What happens in Wales should concern people beyond Wales too. England already regulates acupuncture through local authority based registration and licensing frameworks in many places, covering both practitioners and premises. Wales has now gone further by introducing a national special procedures scheme, which means the Welsh approach may influence future thinking elsewhere.
This is why people need to speak now, not later.
Once affordable services disappear, they are hard to rebuild.

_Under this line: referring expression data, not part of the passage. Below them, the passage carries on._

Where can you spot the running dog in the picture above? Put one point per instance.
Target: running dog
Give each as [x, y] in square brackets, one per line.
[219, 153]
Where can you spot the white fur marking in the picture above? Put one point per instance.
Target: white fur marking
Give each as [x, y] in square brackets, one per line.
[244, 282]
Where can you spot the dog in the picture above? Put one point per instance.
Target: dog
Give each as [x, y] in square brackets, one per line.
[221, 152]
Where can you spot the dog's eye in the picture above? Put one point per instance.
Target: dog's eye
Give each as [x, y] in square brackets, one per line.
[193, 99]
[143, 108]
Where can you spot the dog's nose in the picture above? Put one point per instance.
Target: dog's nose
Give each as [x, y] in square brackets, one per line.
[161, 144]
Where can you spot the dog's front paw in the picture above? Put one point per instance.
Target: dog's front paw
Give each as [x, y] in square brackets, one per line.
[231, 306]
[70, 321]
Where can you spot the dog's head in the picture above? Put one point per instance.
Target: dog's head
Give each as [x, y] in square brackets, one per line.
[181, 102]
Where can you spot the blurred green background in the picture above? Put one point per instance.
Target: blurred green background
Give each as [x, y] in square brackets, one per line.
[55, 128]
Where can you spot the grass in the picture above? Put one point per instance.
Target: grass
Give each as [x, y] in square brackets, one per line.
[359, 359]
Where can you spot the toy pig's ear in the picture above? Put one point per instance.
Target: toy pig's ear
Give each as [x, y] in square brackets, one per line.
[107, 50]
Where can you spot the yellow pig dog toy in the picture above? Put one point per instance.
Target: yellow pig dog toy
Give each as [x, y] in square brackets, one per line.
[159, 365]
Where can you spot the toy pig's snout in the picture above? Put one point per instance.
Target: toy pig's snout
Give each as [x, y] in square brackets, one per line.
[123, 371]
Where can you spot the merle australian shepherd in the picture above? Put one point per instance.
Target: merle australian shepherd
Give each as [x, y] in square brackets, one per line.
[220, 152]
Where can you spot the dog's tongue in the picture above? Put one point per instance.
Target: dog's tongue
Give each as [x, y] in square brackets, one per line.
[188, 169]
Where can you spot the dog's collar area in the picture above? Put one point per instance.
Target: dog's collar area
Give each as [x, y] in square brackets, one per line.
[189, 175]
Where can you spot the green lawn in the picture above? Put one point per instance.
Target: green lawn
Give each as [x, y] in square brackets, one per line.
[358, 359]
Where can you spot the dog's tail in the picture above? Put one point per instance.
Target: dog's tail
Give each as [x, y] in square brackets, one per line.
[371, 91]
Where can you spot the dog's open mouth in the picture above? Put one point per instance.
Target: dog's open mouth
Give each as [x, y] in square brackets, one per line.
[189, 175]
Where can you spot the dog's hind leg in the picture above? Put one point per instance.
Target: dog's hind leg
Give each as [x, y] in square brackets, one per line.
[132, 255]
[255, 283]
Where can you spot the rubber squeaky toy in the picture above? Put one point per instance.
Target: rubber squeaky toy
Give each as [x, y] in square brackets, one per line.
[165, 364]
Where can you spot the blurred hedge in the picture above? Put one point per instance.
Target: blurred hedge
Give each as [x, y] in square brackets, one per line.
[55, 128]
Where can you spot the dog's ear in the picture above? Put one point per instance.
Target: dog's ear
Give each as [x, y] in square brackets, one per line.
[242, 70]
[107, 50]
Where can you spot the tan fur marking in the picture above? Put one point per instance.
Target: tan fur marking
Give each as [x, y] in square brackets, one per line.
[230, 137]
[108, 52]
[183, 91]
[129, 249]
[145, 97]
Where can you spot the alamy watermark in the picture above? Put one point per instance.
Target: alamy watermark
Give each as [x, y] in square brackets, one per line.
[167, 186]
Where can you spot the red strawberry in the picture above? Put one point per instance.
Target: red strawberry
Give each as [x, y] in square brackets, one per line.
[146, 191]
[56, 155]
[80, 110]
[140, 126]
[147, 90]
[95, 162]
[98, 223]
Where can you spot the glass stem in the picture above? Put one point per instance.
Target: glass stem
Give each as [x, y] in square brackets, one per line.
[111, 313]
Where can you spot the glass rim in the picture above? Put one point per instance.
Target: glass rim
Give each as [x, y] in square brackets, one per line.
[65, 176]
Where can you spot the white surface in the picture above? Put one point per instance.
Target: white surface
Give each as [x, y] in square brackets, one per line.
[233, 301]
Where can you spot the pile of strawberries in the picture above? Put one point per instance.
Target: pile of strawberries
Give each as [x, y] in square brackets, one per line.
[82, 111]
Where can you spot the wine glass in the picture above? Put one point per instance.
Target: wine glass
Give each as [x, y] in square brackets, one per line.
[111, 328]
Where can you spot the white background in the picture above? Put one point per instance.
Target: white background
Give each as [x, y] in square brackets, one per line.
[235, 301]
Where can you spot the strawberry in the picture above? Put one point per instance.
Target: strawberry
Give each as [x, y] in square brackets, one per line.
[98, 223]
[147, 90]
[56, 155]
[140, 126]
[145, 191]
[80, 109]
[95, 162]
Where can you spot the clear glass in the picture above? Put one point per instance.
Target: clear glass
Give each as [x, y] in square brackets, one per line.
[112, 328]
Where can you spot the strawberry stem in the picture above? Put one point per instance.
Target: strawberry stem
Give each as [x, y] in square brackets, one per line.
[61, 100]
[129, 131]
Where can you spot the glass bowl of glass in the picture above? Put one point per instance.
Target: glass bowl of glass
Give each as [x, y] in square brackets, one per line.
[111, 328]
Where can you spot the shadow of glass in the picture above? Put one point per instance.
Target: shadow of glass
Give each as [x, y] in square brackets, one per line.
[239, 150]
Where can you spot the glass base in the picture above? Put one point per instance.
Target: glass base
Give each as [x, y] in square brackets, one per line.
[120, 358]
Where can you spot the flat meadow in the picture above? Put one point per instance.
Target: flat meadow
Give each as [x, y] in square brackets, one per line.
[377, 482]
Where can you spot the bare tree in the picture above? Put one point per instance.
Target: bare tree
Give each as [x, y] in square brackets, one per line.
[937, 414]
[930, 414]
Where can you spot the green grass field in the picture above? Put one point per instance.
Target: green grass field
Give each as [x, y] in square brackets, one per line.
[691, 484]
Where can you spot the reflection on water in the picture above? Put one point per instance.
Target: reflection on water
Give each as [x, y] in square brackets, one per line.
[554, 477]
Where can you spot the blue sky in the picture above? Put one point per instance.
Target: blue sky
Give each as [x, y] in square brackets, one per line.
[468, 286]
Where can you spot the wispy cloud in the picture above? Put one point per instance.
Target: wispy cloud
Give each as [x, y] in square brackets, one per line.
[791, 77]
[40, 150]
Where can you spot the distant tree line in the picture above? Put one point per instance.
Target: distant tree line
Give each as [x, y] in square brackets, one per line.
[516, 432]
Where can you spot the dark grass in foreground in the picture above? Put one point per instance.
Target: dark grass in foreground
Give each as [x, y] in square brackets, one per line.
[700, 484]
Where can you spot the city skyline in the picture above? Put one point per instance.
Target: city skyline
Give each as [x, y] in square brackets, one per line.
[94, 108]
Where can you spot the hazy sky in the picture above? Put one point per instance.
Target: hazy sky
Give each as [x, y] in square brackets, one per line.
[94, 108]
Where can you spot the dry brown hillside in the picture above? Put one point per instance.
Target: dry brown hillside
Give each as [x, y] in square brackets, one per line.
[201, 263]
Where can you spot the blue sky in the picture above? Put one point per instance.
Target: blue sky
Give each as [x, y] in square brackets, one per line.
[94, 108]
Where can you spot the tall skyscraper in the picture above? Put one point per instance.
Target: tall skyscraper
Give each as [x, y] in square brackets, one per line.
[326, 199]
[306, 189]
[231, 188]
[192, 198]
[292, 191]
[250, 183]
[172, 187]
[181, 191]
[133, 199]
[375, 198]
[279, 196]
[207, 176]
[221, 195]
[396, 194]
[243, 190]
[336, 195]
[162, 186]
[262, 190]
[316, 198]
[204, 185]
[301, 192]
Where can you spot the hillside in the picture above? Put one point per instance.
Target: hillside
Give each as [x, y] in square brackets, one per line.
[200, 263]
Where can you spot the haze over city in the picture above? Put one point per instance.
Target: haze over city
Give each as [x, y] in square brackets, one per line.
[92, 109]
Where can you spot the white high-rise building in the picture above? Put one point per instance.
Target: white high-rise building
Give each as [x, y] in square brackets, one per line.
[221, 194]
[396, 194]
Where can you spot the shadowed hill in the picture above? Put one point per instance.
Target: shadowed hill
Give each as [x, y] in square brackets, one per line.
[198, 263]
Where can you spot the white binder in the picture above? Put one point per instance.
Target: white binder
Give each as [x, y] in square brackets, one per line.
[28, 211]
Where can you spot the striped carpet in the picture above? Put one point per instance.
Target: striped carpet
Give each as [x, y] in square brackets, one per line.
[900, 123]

Once a venue decides the process is too costly or too complex, that opportunity may be gone.
Once community clinics shrink, the people with money will still have options.
The people without money will simply have fewer.
That is not fairness. That is not progress. And that is not something we should accept without challenge.
Community acupuncture has long benefited communities. It has offered relief, calm, comfort, and access. It has helped people feel seen, supported, and able to cope. It has made healing more reachable in a world where so many forms of care feel financially out of reach.
That is worth protecting.
If this matters to you, please share this article and add your voice to the conversation about protecting affordable community acupuncture in Wales.
you would like to share your experience or a supporting statement, please contact me at
wales@ara-org.uk
This is about more than a treatment model.
It is about protecting affordable healing.
It is about protecting access.
It is about protecting ordinary people’s right to care.
And it is about making sure that in Wales, compassion does not become something only the better off can afford.